January Would Be a Great Time for Democrats to Eliminate the Filibuster.


Joe Biden looks like Sam the Eagle.

The Progressive Change Campaign Committee has a new poll showing that 64 percent of voters oppose the filibuster. While it strikes me as one of those polls that miraculously finds what the client wants it to find, it does seem clear that the beginning of the 112th Congress in January would be a great time for Vice President Joe Biden to head down to the Capitol for the inaugural session and rule filibusters unconstitutional, with the Democratic caucus voting to uphold the ruling. You can imagine the statement from the White House:

With the midterm elections registering Americans' disappointment with the government and Washington's business-as-usual, the Obama administration asked senators from both parties today to support Vice President Biden, in his role as president of the Senate, in removing archaic congressional rules that promote corruption and obstruction. The administration supports the elimination of these out-dated rules to better work with our Republican colleagues in responding to the message of this election: Tired Washington politics is no substitute for action on the pressing issues facing our great nation.

There's any number of good reasons to do this. Eliminating the filibuster, or instituting some kind of semi-elimination compromise, is good policy generally, and nominally supported by the administration and a number of Democratic senators. This would be a fairly effective strategy to regain the party's initiative and display its unity. It will be harder for Republicans to paint this as a power grab, since they're the ones who gained in this election.

Of course, the advantage for Democrats is that they will be able to have more control of the one chamber where they possess a majority, making it easier to pass their own priorities -- rather than have the House pass a lot of bills and the Senate take no action, you could see a dynamic where the Senate and the House pass a lot of competing versions of bills, creating both more contrast between the parties and making the possibility of actual legislation more likely.

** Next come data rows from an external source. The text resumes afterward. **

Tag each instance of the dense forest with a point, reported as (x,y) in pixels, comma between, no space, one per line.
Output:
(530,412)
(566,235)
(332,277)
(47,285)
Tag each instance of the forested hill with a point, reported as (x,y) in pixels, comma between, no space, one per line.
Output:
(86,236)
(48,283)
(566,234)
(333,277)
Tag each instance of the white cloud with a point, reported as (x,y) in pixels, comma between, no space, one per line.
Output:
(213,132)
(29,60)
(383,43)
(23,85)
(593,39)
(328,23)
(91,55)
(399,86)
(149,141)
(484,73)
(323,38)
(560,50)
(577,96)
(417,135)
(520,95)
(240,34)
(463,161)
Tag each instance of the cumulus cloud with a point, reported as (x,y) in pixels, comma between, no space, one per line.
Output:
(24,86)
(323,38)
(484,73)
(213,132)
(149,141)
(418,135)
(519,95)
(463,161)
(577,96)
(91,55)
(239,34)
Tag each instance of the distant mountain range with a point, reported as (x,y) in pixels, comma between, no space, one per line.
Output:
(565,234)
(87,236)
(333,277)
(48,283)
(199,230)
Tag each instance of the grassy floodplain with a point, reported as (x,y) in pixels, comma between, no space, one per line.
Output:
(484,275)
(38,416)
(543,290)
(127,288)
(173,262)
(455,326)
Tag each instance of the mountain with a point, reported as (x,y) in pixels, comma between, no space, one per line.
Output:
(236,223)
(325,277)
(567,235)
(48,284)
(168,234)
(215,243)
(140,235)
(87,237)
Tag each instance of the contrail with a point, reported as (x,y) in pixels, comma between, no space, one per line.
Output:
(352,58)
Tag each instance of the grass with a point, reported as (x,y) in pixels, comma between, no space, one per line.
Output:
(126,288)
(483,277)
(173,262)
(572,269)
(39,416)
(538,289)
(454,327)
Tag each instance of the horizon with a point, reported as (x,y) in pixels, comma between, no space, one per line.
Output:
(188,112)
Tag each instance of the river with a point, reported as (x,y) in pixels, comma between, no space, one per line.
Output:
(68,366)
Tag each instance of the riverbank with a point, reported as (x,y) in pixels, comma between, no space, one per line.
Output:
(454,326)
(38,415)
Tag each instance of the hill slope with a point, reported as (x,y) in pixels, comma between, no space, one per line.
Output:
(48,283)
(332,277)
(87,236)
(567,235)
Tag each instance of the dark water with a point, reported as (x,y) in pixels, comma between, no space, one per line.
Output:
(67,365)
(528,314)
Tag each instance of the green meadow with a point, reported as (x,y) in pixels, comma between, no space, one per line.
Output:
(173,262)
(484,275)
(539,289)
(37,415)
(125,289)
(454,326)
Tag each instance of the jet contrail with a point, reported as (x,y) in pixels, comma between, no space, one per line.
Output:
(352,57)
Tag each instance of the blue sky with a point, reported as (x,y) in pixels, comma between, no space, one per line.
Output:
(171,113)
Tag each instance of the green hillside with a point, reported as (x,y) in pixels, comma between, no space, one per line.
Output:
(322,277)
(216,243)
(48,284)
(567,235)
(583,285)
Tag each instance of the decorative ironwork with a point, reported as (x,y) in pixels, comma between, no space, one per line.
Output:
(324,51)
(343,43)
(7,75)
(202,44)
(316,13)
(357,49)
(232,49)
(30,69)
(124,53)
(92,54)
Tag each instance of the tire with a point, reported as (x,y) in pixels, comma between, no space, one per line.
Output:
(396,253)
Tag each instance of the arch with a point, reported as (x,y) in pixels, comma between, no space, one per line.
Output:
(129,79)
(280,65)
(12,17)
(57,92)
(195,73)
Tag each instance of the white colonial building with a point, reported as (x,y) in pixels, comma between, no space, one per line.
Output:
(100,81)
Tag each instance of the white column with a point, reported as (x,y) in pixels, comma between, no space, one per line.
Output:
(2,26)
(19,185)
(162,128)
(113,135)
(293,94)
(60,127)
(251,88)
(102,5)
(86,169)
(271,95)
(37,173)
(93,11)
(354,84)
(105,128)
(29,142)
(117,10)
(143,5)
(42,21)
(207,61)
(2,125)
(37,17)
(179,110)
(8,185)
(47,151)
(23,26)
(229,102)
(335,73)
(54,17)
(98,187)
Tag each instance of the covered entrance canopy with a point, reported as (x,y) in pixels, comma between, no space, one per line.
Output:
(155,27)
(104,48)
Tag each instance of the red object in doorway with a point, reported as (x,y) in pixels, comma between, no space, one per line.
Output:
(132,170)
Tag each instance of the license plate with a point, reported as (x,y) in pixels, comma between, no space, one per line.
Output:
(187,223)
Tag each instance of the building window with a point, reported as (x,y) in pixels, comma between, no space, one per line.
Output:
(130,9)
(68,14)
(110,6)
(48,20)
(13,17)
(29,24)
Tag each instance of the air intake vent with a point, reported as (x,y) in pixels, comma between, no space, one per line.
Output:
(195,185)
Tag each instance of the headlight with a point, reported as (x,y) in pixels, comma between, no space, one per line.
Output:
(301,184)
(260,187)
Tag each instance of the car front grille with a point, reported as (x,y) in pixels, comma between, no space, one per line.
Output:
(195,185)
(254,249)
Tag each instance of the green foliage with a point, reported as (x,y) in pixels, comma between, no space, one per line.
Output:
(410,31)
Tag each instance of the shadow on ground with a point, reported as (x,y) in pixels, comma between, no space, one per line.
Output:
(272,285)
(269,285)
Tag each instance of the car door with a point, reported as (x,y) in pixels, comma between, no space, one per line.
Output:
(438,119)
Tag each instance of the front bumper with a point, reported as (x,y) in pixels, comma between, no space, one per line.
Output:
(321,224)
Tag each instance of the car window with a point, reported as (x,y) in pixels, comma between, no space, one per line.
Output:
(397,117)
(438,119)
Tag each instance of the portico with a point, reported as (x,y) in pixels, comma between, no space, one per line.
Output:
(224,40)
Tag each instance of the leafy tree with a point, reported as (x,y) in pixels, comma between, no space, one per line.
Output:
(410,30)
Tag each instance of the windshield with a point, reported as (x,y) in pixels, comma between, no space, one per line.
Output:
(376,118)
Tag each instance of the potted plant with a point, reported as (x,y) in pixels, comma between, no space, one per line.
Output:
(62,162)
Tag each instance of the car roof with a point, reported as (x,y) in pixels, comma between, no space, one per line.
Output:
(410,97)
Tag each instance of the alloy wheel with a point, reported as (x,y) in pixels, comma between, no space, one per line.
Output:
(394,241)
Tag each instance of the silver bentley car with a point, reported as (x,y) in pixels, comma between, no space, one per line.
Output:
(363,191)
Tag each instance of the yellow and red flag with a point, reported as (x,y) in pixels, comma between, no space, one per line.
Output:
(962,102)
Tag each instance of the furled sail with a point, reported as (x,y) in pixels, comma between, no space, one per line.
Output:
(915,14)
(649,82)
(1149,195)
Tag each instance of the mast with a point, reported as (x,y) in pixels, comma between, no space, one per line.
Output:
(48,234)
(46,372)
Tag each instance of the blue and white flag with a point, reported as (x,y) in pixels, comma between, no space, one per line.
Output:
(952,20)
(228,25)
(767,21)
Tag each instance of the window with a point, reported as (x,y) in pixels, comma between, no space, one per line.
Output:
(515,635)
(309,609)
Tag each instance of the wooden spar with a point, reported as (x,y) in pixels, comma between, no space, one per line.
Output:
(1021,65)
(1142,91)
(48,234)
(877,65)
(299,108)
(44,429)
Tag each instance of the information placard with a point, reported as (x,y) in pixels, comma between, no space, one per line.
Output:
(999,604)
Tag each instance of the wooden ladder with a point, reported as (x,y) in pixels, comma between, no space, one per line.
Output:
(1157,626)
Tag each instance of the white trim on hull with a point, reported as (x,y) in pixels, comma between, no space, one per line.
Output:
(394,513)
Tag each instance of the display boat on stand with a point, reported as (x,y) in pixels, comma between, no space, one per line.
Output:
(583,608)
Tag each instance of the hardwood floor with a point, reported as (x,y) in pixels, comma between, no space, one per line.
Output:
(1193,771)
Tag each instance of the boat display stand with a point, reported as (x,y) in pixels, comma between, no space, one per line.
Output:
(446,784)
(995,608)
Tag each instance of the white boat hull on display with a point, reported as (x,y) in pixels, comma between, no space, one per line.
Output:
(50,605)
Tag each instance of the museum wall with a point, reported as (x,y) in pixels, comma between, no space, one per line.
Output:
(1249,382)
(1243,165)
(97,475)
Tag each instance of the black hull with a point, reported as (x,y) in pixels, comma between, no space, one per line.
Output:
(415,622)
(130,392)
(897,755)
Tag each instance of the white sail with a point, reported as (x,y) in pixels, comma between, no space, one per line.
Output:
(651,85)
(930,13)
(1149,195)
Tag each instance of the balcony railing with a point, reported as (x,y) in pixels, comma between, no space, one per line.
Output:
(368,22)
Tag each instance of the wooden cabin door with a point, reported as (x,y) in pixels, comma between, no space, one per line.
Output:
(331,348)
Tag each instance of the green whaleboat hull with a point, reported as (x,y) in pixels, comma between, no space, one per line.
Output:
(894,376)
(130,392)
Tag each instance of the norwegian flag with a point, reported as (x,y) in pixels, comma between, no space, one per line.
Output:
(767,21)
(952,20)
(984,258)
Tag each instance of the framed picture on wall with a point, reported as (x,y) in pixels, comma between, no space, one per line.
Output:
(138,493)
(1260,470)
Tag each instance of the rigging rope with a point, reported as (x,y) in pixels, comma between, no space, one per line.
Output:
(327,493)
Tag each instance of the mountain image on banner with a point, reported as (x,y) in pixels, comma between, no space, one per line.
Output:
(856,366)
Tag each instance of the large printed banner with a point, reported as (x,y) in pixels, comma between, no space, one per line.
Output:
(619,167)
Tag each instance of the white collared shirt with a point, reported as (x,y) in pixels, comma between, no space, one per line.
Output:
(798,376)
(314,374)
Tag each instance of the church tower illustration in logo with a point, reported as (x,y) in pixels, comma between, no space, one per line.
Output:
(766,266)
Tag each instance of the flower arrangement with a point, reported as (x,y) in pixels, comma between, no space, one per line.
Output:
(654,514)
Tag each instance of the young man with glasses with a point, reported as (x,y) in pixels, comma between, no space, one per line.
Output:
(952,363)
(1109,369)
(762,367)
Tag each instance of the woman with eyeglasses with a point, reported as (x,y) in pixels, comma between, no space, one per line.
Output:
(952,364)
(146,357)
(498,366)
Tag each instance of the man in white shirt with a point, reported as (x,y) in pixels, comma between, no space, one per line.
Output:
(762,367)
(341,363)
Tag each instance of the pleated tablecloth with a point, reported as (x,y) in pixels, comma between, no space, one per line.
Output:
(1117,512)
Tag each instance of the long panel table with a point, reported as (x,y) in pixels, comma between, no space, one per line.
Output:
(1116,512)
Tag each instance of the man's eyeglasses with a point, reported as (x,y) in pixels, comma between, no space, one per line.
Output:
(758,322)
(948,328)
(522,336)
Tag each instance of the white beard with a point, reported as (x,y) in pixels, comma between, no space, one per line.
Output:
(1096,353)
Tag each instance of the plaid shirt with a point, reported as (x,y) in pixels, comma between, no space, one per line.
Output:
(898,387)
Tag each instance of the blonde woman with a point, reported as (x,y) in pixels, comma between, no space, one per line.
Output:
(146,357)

Republicans might recognize that advantage, but when they argue that Democrats are just setting themselves up to be more powerful, Dems should argue right back that this is merely a good-faith sign of their intent to work with the opposing party by removing a mechanism primarily used for obstruction. Incidentally, while conservatives happen to disagree with me, I do think the filibuster is just as bad for enacting their policy preferences as it is for enacting mine.